Blog do Turismo

Decifre o mundo das viagens

 

São positivos os números do turismo mundial neste ano

A despeito da forte crise que se abate sobre o mercado europeu e ronda os países que integram a zona do euro, a Organização Mundial de Turismo (OMT) divulgou, em Londres, dados que mostram a pujança do setor turístico.

Entre janeiro e agosto deste ano, 678 milhões de pessoas empreenderam viagens internacionais pelo mundo, o que representa, nesses oito meses, um crescimento global da ordem de 4,5%.
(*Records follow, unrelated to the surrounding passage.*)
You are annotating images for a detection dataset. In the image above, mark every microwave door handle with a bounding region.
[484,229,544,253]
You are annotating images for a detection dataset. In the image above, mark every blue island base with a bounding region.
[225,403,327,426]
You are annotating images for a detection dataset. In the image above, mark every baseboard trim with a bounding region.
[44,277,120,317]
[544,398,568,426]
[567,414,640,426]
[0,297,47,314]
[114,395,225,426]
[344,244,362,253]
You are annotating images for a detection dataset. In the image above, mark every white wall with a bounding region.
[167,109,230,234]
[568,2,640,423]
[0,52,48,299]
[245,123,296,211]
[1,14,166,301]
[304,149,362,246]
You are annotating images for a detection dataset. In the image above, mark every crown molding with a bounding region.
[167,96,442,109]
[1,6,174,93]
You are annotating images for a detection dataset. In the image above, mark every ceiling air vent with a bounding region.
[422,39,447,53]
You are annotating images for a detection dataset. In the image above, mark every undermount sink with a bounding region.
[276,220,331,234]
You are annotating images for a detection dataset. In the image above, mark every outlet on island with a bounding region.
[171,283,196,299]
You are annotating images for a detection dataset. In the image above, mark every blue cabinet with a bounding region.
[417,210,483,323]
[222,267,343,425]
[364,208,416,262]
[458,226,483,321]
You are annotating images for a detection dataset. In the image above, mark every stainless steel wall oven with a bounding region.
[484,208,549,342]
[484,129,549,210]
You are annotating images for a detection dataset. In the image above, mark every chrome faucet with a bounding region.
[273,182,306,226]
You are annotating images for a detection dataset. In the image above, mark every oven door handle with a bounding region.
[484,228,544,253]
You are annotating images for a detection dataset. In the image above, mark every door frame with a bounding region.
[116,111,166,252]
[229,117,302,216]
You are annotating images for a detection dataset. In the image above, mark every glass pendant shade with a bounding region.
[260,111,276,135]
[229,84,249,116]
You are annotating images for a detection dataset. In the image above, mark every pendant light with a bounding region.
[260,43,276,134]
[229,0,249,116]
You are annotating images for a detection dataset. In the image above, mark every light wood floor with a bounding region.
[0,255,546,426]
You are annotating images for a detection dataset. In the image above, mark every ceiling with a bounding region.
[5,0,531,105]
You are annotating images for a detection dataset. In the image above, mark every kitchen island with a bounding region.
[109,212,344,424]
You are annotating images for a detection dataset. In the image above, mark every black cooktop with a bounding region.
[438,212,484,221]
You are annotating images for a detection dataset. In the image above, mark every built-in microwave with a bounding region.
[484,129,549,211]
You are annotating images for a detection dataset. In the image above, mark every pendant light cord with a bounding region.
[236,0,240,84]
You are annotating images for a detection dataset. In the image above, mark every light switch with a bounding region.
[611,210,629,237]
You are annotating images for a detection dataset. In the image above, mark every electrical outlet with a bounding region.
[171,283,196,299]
Na Europa propriamente dita, o crescimento foi de 6% _e o ano sequer chegou ao fim, faltando incluir nesse número toda a temporada de neve, ponto forte da atividade turística europeia.

É lógico que éesses números espelham um média e que é preciso examinar o que aconteceu em cada país individualmente. Mas também é lembrar que, nas economias em crise, fazer turismo pode significar encontrar preços mais em conta do que os normalmente praticados, como sugere a lei da oferta e da procura.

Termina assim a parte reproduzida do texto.